Do you catch my drift?

Let’s take it one step at a time

What did you get for the derivative of the function?

I think smth might be wrong with that derivative

i simplified it?

i will redo

Again, don’t quote me on it, lol

yeah i keep getting the same derivative except i divided by 3

to simplify

Can you send your process?

Like a pic

OHH

I see what you did

$$f'(x)=3x^2+6(a-2)x+3(a^2-9)$$

So, the 3 doesn’t just disappear

Amer

nope

omfg

<@&268886789983436800>

why mrbeat appearing in my channel particularly

you have to factor out the 3

Because he wants to do stuff to you. Kim

But anyways…..

If you have 3x + 6

That doesn’t become x + 2

You still have a factor of 3 that you took out

<@&268886789983436800>

ooh..

So you have to multiply your whole expression by that factor

So, 3x + 6 would become 3(x + 2)

right

going back to og f'(x)

alright plugging 5 next

nice

so -13.8 < a < -12.062

Not so fast…..

I want you do draw a number line

And draw line segments for each interval

already did

like that, right?

And see what region of the number line both of the line segments occupy

how can i draw if i don't know 'a'

unless u mean the recent a values i found

You know the range of a

So, this might be a stupid question, but you know what a number line is, right?

yeah

did i cross them wrongly

I want you to draw a number line. And draw two lines.

One that does from

-12.062 to 4.062

And the same thing for the other one

-13.8 to 3.8

Send a pic once you’ve done that

0..

.0

0

oops srry, i was drawing with notebook on my keyboard

All good.
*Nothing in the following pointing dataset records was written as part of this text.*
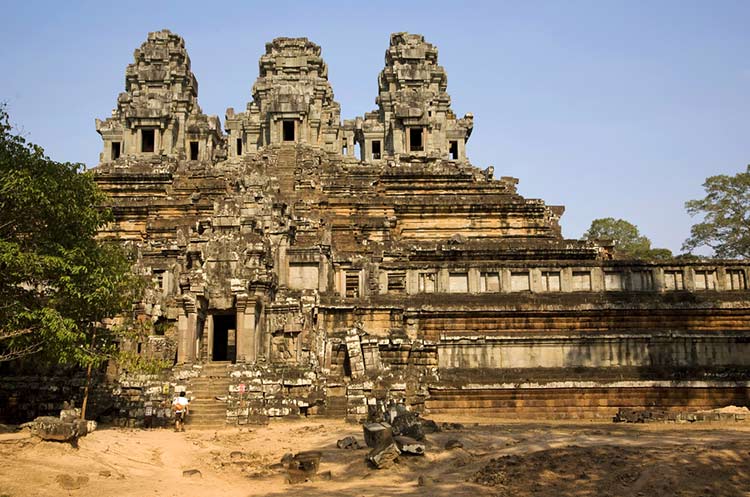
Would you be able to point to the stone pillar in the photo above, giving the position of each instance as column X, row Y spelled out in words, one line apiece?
column 187, row 327
column 246, row 333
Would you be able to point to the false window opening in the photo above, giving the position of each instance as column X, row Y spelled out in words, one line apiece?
column 397, row 282
column 352, row 284
column 147, row 140
column 453, row 149
column 288, row 130
column 674, row 280
column 551, row 281
column 415, row 140
column 737, row 280
column 426, row 282
column 115, row 150
column 376, row 149
column 489, row 282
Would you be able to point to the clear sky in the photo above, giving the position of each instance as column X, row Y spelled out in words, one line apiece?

Lmao

they are not aligned oops

there we go

now they are aligned

so -12.062 < a < 3.8

i am taking it 1 step at a time

this makes it kinda hard

i was wishing for a smaller interval

In pretty sure you did smth wrong when you did f’(5)

i simplified

i thought it was fine here

in inequalities and shi

Again, can I see your process for f'(5)

And I agree with you up until the very final line

The value you get for a that will make it = 0, is right

But now you have to test out values on either side

If you actually graph it, you can see where it's greater than 0

how did bro graph a function with a parameter and x

I didn't. This is the graph of the parameter

a^2 + 10a - 54

oh

makes sense

so like, more values into f'(x)

And so, f'(5) actually becomes

a <−13.8 or a > 3.8

Yep.

Does this make sense?

so 3.8 < a <4.062 ?

YESSS!!!!!

no way

omg

And so....

What answer choice is it?

this does not fall under 3 < a < 4

so it's none ? option E

what if at maximum value it is 4 < a < 4.062

need more values into f'(x) right

i made AI rework my work and it said 4.062 < a < 4.142

!nogpt

Please do not trust ChatGPT or similar AI tools for mathematical tasks, as they often generate output which "sounds correct" but has numerous factual or logical errors. Use of these AI tools to answer other people's help questions is strictly against server rules (see #rules).

something does align

i think if i plug f'(4)

i shoulda have -12.062 > a > 4.062

which is enough by itself

since i should dismiss the negative interval because i am looking for a positive max, as the question states

this should leave me with 4.062 < a < 4.142

https://tenor.com/view/dono-wall-gif-24048347

if 'a' is a parameter, i am not sure how it's relevant between 'a' being positive and f(x) having a positive max

like if 'a' is positive and then somehow f'(x) is also positive, that means we are yet to come across the axis of the maximim

as x axis progress and get bigger, i have no idea how 'a' is also supposed to move

is it wise that if we want x > 0, we also take a>0

how are they even related

or are they

since my function has a^2 which means 'a' can be what the f it wants to be

i think i might be wrong

maybe instead i need to make a=4

and then plug into x

and then f(x)

which honestly i have no idea what i will achieve

,w d/dx x^3 + 3(a-7)x²+3(a²-9)x-1

you solved for x1 and x2 when they exist ig

as long as there is a positive delta you have two roots and the min one is where there is a local max

as others mentioned, it's not the (4, 5) interval

if you take a = 0

,w plot x^3-21x²-27x -1

see, you still have a local max for a = 0

more precisely, you have a local max as long as a < 29/7

you should show the original question

@livid skiff Has your question been resolved?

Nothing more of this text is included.